Summary

Publicity bookmark issued by the Orient Steam Navigation Company Limited, of England (trading as the Orient Line) to promote their latest passenger ship the new Royal Mail Steamer 'Oronsay' on her maiden voyage from England to Australia in June 1951.

Built by Vickers Armstrong, of Barrow-in-Furness, north-west England, the 'Oronsay' was launched on Friday 30 June 1950 and completed ten months later. The 'Oronsay' was the second new passenger liner built for the Orient Line's England-Australia service after World War II and was named after one of four Orient Liners lost by enemy action during the 1939-45 war. The name had originally been taken from the Scottish Island of Oronsay in the Inner Hebrides. The ship's emblem adopted by the company incorporated a stylised clansman's targe or shield and broadsword. The 'Oronsay' departed on her maiden voyage to Australia on 16 May 1951 under the command of Captain Shurrock, sailing via the Suez Canal, Fremantle (Perth), Adelaide and Melbourne, before arriving in Sydney on 18 June 1951.
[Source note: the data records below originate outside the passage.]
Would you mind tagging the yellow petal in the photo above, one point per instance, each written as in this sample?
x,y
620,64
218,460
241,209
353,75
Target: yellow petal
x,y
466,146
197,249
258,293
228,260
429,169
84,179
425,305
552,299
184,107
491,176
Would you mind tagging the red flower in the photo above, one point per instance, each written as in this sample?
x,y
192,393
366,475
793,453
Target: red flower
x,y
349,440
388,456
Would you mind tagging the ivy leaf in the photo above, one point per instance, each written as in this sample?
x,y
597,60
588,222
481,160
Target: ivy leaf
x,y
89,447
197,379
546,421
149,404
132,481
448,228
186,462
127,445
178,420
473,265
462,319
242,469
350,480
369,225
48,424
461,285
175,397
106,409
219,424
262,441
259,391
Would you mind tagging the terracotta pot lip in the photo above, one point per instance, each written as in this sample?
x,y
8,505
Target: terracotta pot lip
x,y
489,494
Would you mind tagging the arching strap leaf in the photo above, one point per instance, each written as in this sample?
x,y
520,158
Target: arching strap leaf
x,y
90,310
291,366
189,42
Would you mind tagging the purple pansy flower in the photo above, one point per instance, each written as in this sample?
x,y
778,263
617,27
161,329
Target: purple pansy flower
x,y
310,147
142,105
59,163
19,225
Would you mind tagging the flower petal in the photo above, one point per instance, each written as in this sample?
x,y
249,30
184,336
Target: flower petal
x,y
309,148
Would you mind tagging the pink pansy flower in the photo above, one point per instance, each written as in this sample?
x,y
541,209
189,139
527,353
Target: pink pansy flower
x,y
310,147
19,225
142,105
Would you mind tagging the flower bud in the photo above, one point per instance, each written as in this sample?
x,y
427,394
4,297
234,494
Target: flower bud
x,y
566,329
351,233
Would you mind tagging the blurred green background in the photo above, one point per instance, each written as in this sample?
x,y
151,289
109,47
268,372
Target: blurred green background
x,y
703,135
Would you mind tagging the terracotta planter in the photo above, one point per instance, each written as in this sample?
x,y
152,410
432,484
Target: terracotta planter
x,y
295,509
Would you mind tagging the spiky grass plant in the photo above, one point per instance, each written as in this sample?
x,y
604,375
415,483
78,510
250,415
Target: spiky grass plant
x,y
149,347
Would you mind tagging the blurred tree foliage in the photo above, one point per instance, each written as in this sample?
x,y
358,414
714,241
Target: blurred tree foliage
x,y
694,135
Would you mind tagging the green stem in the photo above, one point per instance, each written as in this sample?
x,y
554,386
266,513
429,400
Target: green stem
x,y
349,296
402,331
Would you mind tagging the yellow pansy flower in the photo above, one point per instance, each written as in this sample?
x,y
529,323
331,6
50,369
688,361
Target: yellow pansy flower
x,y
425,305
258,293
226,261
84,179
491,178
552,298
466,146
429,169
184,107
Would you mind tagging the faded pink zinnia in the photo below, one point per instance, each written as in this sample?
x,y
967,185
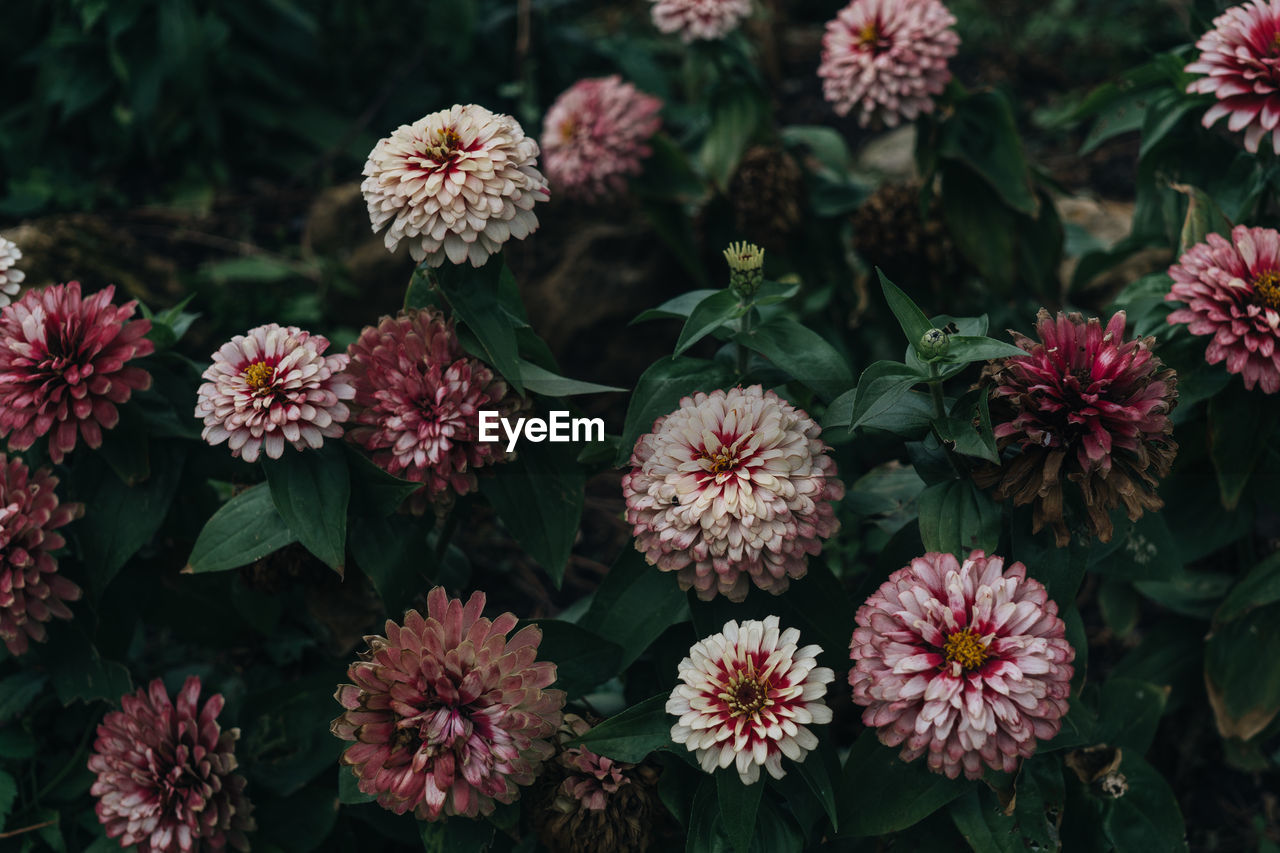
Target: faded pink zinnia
x,y
165,774
457,183
746,697
448,715
64,366
887,59
964,662
417,401
1232,290
272,386
1240,62
31,588
595,135
732,488
699,19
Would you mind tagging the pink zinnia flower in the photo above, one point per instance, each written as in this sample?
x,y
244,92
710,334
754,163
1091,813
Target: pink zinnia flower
x,y
448,715
272,386
1240,62
699,19
31,589
1232,290
746,696
10,278
963,661
417,401
1086,406
732,488
457,183
165,774
64,366
595,133
887,59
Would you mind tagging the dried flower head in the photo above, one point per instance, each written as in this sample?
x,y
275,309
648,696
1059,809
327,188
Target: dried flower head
x,y
448,715
746,696
963,661
165,774
64,366
1084,406
273,386
732,488
1232,290
887,59
32,591
456,183
595,135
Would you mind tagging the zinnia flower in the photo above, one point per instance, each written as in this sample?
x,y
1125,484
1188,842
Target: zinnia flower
x,y
10,278
448,715
165,774
1240,62
1232,290
456,183
746,696
1084,406
963,661
272,386
732,487
31,589
595,133
887,59
704,19
417,397
64,366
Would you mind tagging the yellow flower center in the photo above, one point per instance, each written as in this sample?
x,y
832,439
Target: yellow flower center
x,y
965,647
1267,288
259,375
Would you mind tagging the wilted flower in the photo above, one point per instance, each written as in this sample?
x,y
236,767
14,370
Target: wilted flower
x,y
417,397
963,661
270,386
595,135
1239,62
704,19
447,714
746,696
64,366
165,774
31,589
1232,290
1084,406
732,487
10,278
456,183
887,59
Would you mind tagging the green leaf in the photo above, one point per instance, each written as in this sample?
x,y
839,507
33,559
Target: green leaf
x,y
803,354
956,516
659,391
476,301
885,794
311,491
708,315
910,318
634,733
539,498
243,529
634,605
737,804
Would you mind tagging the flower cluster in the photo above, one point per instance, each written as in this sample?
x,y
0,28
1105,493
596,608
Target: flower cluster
x,y
595,135
963,661
732,488
64,366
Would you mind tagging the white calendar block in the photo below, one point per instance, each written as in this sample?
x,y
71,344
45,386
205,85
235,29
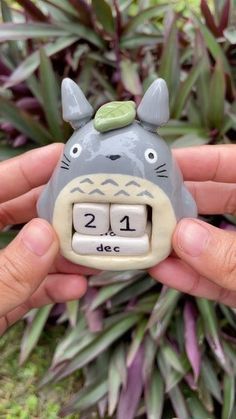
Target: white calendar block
x,y
128,220
106,245
91,219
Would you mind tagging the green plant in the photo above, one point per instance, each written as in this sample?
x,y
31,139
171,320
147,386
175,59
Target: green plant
x,y
143,349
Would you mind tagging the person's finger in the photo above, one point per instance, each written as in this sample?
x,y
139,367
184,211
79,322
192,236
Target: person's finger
x,y
56,288
19,210
63,265
208,163
25,263
23,173
213,197
175,273
210,251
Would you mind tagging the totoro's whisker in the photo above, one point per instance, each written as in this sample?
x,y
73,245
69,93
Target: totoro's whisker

Specifications of the 'Oronsay' were: registered 28,000 tons, engines 42,500 horsepower, service speed 22½ knots (41.7 km/hr), length 709 ft (216 m), breadth 90 ft 6 in (28.5 m), construction cost £4½ million (Australian), capacity 660 first-class & 730 tourist-class passengers.

Physical Description

Printed in colour on the front and black ink on the back of a narrow horizontal strip of stiff card. The front features an illustration of the 'Oronsay' under steam showing the ship in its original appearance with distinctive Orient Line livery with a corn coloured hull, green below the waterline, white superstructure and single yellow funnel with black top.